2024年5月7日の午後11時より、Apple Eventが配信されました。

告知のビジュアルにはApple Pencilが描かれていました。iPadが発表されることは疑いがないほど明らかでしたし、実際、iPadオンリーの発表会と言っていい内容だったと思います。

Apple Vision Proの国内発売をまだかまだかと待ち望んでいた身としては、発表会後にしれっとApple Vision Proの国内発売が開始されないかと期待していましたが、こちらは空振りでした。

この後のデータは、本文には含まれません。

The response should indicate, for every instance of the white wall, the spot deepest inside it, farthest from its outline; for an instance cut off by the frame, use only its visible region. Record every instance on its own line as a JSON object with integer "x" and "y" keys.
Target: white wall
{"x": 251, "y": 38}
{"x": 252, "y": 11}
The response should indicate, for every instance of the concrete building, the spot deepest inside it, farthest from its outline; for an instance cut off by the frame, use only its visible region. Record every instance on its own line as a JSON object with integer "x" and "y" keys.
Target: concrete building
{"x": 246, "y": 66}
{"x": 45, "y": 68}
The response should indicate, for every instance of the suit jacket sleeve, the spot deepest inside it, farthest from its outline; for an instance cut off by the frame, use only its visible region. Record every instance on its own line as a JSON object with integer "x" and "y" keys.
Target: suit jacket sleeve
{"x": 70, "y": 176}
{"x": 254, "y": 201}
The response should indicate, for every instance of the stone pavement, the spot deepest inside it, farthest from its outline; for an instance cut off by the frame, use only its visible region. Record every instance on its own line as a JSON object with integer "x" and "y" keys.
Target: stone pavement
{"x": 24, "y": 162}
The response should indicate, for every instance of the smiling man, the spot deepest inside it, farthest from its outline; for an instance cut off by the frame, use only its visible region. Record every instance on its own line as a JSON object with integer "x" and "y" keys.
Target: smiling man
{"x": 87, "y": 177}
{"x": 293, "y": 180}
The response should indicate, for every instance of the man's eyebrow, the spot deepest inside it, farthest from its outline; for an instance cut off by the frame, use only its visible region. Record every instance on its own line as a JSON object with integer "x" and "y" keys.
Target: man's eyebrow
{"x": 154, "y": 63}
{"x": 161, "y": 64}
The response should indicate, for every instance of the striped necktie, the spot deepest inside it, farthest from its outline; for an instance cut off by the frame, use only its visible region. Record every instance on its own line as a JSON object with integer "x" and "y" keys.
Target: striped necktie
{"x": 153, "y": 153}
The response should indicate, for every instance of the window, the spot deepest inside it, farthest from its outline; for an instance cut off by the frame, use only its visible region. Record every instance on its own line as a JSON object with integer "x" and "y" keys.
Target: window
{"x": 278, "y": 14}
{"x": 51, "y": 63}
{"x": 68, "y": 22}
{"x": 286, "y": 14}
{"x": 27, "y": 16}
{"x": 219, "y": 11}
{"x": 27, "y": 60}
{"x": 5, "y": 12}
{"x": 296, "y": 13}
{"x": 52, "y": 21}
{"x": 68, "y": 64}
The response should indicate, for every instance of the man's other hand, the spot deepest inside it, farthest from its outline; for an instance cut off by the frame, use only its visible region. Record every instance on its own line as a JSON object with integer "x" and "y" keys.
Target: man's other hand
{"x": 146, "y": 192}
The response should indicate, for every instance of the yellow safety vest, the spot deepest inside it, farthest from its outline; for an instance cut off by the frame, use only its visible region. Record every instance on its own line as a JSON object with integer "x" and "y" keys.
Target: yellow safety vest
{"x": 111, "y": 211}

やはりWWDC24の開催タイミングでの発売が濃厚でしょうか。
国内発売が遅れれば遅れるほど、後継機発売までの間隔が短くなるので、実質の価値が目減りしていきます。
しかもApple Vision Proは毎年の買い替えが現実的ではない50万円という価格です(私は買い替えても古い端末を売却せずに保管しています)。
恐れているのは、買ってから1年もしないうちに後継機が発売されることです。
しかも今回の発表会ではM4チップが発表されM2チップ搭載のApple Vision Proはチップセットで考えると2世代も前の製品になってしまいました。まだ国内では発売していないのに。発売前から型落ち感が漂っています。
まあ発売したら結局買ってしまうのですが。

売ってない商品の話をこれ以上しても仕方ないので本題に戻ります。

今回の発表会では大きく分けるとiPad AirとiPad Proの新型が発表されました。
見た目に変わったところがほとんどないiPad Airの話題はパスします。
というわけで、6年ぶりのフルモデルチェンジとなったiPad Proのデザインを見ていきましょう。

まず、薄くなりました。
発表会の画像を見ると、びっくりするほど薄く見えます。

ただ、注意してほしいのは、びっくりするほど薄くなったように見えるのは13インチiPad Proだけということです。11インチiPad Proの方は大して変わってないません。

11インチiPad Proは前モデルが厚さ5.9mm、新モデルが厚さ5.3mmです。
11インチiPad Proは2018年の時点で厚さ5.9mmです。そこから6年かかって0.6mmしか薄くなっていないのです。
横に置いて見比べてみれば確かに違いはあるのでしょう。
しかし、すごく薄くなったと感動するほどではないだろうと思います。
iPhone 15 Proは14 Proより0.4mm厚みが増していますが、これを14 Proのほうがすごく薄いと言ってる人は見たことがない。0.4mmの違いが0.6mmになってもそれほど違いがあるとは思えません。

一方、13インチiPad Proでは、前モデルが厚さ6.4mm、新モデルが厚さ5.1mmです。
こちらは1.3mmも薄くなっています。これなら実感できそうな変化です。筐体が大きいぶん,薄さも強調されて感じるはずです。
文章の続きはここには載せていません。